L’esercito dei ragazzini allontanati dai genitori

Nessuno sa con esattezza quanti siano i minori allontanati dalle famiglie e affidati a comunità residenziali, terapeutiche e strutture di accoglienza: questo è il primo problema. Lo ammette nella sua relazione al Parlamento la stessa Filomena Albano, che guida l’Autorità Garante per l’Infanzia e l’Adolescenza: «Manca una banca dati nazionale che possa restituire una fotografia completa e aggiornata». Una situazione inaccettabile se si considera che in ballo ci sono le vite e il futuro di minori in situazione di grave difficoltà.

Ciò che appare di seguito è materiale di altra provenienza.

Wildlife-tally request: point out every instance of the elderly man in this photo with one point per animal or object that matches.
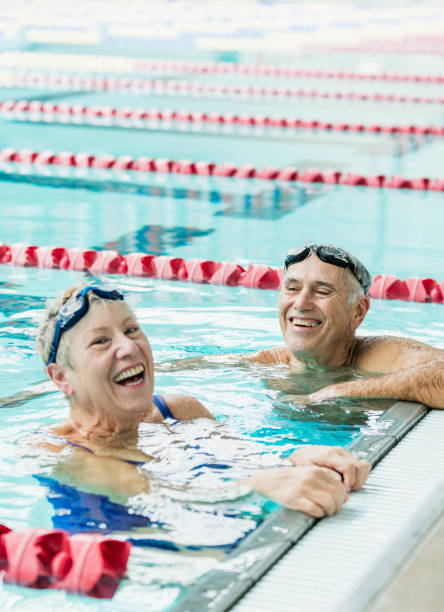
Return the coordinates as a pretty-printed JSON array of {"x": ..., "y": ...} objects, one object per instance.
[{"x": 321, "y": 305}]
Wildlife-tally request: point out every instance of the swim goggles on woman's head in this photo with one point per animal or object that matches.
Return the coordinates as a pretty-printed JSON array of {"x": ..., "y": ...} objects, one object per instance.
[
  {"x": 332, "y": 255},
  {"x": 74, "y": 309}
]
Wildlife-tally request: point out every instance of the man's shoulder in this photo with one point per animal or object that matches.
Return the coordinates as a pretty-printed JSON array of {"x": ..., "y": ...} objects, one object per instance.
[{"x": 385, "y": 354}]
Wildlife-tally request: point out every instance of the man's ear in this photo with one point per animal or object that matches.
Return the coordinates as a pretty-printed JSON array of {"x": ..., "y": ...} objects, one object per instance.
[
  {"x": 57, "y": 374},
  {"x": 360, "y": 309}
]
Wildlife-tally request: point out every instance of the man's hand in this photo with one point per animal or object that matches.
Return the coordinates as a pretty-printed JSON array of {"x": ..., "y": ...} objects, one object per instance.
[
  {"x": 314, "y": 490},
  {"x": 354, "y": 471}
]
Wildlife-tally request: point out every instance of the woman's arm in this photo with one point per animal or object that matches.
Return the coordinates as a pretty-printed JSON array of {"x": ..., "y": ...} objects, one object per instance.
[{"x": 103, "y": 475}]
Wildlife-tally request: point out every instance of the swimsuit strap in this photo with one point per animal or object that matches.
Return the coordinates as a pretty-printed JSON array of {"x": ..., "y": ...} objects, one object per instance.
[{"x": 162, "y": 407}]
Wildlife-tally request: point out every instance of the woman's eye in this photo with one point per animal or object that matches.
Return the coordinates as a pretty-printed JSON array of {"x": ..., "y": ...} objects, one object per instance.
[{"x": 101, "y": 340}]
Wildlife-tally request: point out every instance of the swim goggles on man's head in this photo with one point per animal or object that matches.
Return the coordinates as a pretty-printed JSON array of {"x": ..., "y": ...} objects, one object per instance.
[
  {"x": 74, "y": 309},
  {"x": 332, "y": 255}
]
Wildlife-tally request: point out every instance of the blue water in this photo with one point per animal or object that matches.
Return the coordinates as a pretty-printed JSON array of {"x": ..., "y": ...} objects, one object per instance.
[{"x": 392, "y": 231}]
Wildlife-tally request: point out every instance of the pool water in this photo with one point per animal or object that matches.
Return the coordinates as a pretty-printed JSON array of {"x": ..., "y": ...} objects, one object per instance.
[{"x": 192, "y": 328}]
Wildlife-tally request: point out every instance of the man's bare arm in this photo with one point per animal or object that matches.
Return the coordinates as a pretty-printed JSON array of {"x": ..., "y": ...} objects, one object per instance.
[{"x": 412, "y": 371}]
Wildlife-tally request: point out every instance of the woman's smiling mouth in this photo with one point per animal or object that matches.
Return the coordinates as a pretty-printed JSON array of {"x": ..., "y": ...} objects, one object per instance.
[{"x": 131, "y": 376}]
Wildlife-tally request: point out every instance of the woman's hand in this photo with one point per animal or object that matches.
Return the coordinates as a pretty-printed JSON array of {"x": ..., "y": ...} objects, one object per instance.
[
  {"x": 317, "y": 491},
  {"x": 354, "y": 471}
]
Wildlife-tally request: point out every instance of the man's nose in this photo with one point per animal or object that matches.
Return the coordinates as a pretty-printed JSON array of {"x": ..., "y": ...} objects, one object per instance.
[{"x": 304, "y": 299}]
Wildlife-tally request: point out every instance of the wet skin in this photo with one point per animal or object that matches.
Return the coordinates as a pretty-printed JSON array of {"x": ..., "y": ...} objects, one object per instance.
[{"x": 316, "y": 319}]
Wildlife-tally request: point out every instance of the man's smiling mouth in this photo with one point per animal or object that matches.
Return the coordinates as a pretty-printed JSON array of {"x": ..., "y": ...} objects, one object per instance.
[
  {"x": 304, "y": 322},
  {"x": 130, "y": 376}
]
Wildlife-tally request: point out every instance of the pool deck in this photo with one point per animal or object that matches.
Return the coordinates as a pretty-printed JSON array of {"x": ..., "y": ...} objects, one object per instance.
[
  {"x": 383, "y": 552},
  {"x": 417, "y": 585}
]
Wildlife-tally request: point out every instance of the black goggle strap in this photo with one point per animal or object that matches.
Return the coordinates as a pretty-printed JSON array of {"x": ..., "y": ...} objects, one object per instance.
[{"x": 67, "y": 317}]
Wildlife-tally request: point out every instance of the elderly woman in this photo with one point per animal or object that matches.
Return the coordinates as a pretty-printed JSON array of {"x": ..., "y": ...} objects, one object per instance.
[{"x": 97, "y": 354}]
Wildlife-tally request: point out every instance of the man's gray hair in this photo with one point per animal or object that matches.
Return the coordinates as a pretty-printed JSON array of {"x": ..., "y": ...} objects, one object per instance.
[{"x": 355, "y": 289}]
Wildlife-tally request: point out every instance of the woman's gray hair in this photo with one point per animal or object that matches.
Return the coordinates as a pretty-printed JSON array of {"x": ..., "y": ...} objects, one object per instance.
[{"x": 46, "y": 329}]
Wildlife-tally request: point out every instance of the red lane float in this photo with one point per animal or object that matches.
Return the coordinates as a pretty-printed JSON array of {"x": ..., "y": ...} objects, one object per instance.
[
  {"x": 225, "y": 169},
  {"x": 36, "y": 107},
  {"x": 260, "y": 276},
  {"x": 169, "y": 66},
  {"x": 84, "y": 564},
  {"x": 34, "y": 80}
]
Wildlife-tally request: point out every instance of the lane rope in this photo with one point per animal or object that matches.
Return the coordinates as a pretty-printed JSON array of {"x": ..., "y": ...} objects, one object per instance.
[
  {"x": 173, "y": 87},
  {"x": 225, "y": 169},
  {"x": 256, "y": 276},
  {"x": 36, "y": 107},
  {"x": 64, "y": 61}
]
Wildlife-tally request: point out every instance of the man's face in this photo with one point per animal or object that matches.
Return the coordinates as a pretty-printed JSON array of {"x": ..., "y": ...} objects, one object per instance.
[{"x": 316, "y": 319}]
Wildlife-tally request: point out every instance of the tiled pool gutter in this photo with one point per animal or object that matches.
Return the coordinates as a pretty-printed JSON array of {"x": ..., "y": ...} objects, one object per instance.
[{"x": 342, "y": 561}]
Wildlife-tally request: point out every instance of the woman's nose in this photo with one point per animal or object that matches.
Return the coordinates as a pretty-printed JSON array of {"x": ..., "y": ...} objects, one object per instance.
[{"x": 125, "y": 346}]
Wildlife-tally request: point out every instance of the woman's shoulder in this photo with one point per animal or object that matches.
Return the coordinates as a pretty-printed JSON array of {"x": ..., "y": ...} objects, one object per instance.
[{"x": 184, "y": 407}]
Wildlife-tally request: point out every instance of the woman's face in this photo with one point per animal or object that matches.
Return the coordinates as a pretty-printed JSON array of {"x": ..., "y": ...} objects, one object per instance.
[{"x": 112, "y": 363}]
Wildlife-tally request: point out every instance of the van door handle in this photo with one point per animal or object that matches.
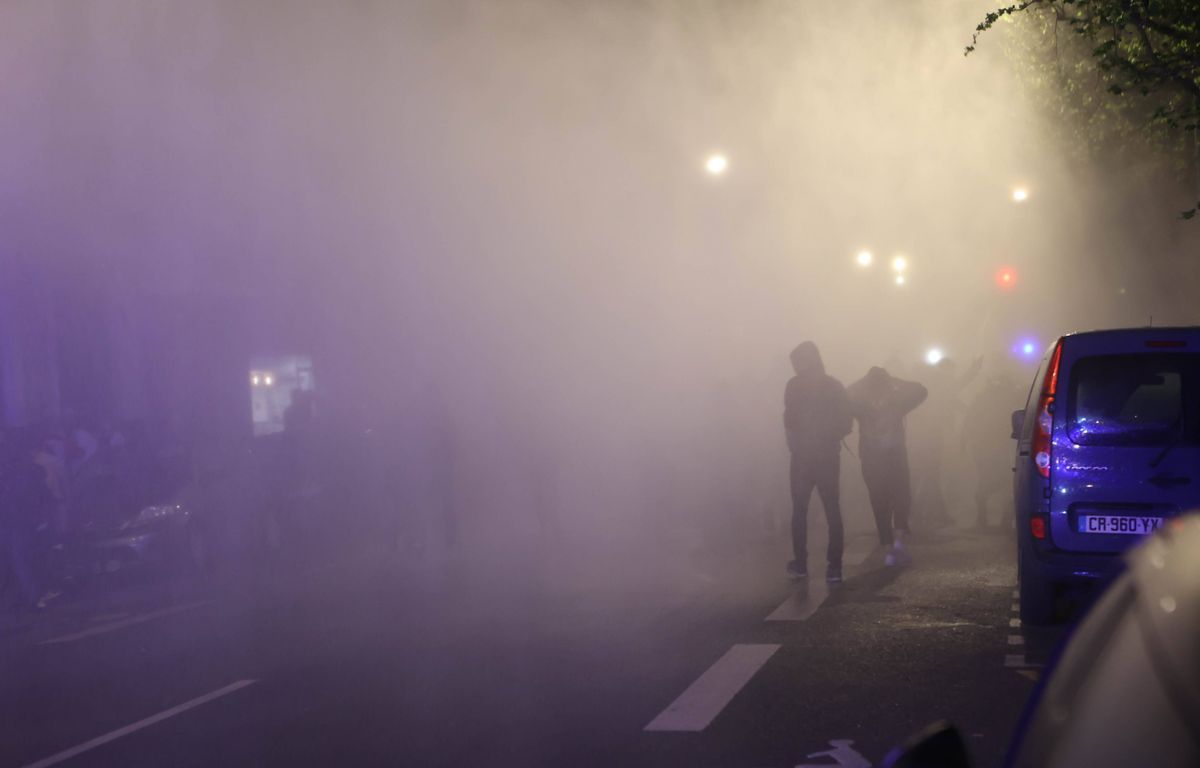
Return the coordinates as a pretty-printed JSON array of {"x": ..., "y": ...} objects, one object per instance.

I dati più aggiornati – fermi al 2017 – sono contenuti nel rapporto pubblicato dal Ministero del Lavoro sulla base dei dati forniti da Regioni e Province Autonome e quelli utilizzati dal Garante sulla base delle informazioni fornite dalle Procure presso i Tribunali per i minorenni. Secondo il report del Ministero, alla fine del 2017 i bambini e i ragazzi in affidamento familiare in Italia erano 14. 219 (dato che non conteggia i minori stranieri non accompagnati); alla stessa data i minori accolti nei servizi residenziali e nelle comunità erano 12. 892: in totale, dunque, 27. 111 tra bambini e ragazzi. Con criticità elevate: la maggioranza dei minori accolti aveva un’età compresa fra 15 e 17 anni, mentre il tempo di permanenza all’interno della famiglia affidataria o della comunità è, ancora una volta nella maggioranza dei casi, elevato e supera i 4 anni, un tempo oltre il quale molti non riescono neppure a rientrare nella famiglia di origine.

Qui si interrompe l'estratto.